Possible mistake in LSTM cell
JurijsNazarovs opened this issue · 4 comments
Hello,
I was reading your paper and noticed that code in trellisnet.py (https://github.com/locuslab/trellisnet/blob/master/TrellisNet/trellisnet.py ) lines 124-129, does not correspond to the formula in the paper, section 5.1 formula(12). Could you clarify if this is true or I am wrong and don’t understand something.
Thank you
Hi Jurijs,
Thanks for your interest in our work. What line 124-129 do is basically the following:
it, ot, gt, ft = out.chunk(4, dim=1)
it, ot, gt, ft = torch.sigmoid(it), torch.sigmoid(ot), torch.tanh(gt), torch.sigmoid(ft)
ct = ft * ct_1 + it * gt
ht = ot * torch.tanh(ct)
This corresponds exactly to formula (12), where z_{t+1, 1} corresponds to ct
and z_{t+1, 2} corresponds to ht
above. I did permute the order of \hat{z}_{*, 1/2/3/4}, which correspond to ft
, it
, gt
and ot
, respectively. But this is a trivial change and doesn't affect the correctness of the code.
Hope this helps!
Thanks for your prompt reply. I think the issue is still not clear to me.

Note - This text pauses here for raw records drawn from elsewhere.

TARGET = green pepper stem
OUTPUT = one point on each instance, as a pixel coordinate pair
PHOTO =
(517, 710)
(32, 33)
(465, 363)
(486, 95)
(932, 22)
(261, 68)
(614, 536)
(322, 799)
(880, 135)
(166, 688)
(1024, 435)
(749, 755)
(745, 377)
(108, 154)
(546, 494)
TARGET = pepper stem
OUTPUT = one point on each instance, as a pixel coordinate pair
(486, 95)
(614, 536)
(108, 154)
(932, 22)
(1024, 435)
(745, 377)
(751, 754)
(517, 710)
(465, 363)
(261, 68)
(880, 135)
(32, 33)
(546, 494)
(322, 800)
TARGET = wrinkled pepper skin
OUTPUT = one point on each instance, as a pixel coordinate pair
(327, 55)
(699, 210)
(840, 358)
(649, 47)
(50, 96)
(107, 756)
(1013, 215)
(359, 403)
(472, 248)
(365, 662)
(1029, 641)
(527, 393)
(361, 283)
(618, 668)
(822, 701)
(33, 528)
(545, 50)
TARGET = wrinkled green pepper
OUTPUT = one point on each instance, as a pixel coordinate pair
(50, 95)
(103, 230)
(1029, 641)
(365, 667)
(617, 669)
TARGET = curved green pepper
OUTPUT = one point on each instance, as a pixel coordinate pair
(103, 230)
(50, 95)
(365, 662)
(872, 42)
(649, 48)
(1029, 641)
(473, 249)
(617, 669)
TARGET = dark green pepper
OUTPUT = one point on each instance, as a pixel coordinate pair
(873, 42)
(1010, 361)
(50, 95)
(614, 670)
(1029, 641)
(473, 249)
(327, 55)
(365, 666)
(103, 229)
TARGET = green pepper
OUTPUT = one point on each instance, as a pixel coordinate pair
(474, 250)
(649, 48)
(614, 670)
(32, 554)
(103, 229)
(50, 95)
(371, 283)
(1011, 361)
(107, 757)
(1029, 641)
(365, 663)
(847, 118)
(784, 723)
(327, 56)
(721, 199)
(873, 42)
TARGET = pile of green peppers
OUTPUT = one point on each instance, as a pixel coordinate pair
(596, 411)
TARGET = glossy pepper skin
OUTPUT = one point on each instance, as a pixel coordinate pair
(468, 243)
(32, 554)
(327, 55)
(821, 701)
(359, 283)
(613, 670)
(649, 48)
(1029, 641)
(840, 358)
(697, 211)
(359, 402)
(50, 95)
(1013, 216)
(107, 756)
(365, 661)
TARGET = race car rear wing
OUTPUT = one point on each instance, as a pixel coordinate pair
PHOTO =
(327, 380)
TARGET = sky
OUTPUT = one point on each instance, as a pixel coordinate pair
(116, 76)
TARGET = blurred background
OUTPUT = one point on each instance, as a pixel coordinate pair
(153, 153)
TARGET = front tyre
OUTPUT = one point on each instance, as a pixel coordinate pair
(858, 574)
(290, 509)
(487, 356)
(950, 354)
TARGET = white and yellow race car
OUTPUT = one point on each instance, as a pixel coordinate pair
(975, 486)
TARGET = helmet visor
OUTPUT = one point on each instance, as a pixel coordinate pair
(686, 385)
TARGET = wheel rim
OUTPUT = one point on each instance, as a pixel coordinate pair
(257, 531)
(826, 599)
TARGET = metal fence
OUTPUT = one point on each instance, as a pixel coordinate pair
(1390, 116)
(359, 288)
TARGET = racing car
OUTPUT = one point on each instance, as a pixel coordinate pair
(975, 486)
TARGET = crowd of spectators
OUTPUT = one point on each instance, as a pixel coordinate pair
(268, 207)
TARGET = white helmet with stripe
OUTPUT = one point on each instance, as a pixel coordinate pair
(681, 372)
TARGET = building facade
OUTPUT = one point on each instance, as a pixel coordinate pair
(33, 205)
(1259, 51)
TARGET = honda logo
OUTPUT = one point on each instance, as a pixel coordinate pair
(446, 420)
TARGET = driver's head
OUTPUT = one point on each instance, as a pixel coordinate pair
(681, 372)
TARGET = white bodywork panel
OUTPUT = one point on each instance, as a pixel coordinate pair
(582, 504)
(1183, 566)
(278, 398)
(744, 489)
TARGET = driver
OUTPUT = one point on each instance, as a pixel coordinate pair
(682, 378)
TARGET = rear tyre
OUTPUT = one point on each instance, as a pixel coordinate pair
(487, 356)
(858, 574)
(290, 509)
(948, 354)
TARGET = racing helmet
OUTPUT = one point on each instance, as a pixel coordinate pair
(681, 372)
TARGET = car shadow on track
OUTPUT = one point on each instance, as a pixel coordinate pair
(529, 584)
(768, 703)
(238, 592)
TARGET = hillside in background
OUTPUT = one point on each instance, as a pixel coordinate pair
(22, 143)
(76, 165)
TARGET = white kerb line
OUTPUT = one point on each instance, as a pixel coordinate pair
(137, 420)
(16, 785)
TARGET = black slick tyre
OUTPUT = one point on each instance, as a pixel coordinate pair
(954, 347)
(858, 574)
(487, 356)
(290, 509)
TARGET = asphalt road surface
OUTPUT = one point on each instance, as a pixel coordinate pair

So, lets look in the following line:
ht = ot * torch.tanh(ct)
According to the paper ot
is supposed to be \sigma{\hat{z}{*, 4}}, however, according to the code ot
is \sigma{\hat{z}{*, 2}}. Do i understand correct that you claim that this is because of permutation, which is a trivial change?
I am wondering why it would not be an issue, because \hat{z}{*, 2} corresponds to a different part of truncated RNN than \hat{z}{*, 2} according to formula (9).
Oh, sorry, I think you may be confused. \hat{z}_t comes from formula (9) indeed, but I'm not permuting the layers. \hat{z}_t in formula (9) has dimension 4dL (it has L rows), which can be broken into L vectors, each with dimension 4d (i.e., a row in formula (9)). \hat{z}_t^{(i+1)} in formula (11) has dimension 4d. I'm simply permuting within this vector.
If you look at Figure 5 in the appendix of the paper, it
, ot
, gt
and ft
correspond to the violet-color blocks. The permutation doesn't matter as long as we make sure we consistently use, for instance, the first d channels for ft
, channel d-2d for it
, channel 2d-3d for gt
and channel 3d-4d for ot
.
Shaojie, thanks for your explanation, I understand that there is no mistake in the code, so, issue can be closed.
I think I got it. Do I understand correct that vector of 4 elements in formula(11) does not relate to formula(9), but you define output of trellis convolution as vector of 4 elements to integrate the LSTM cell?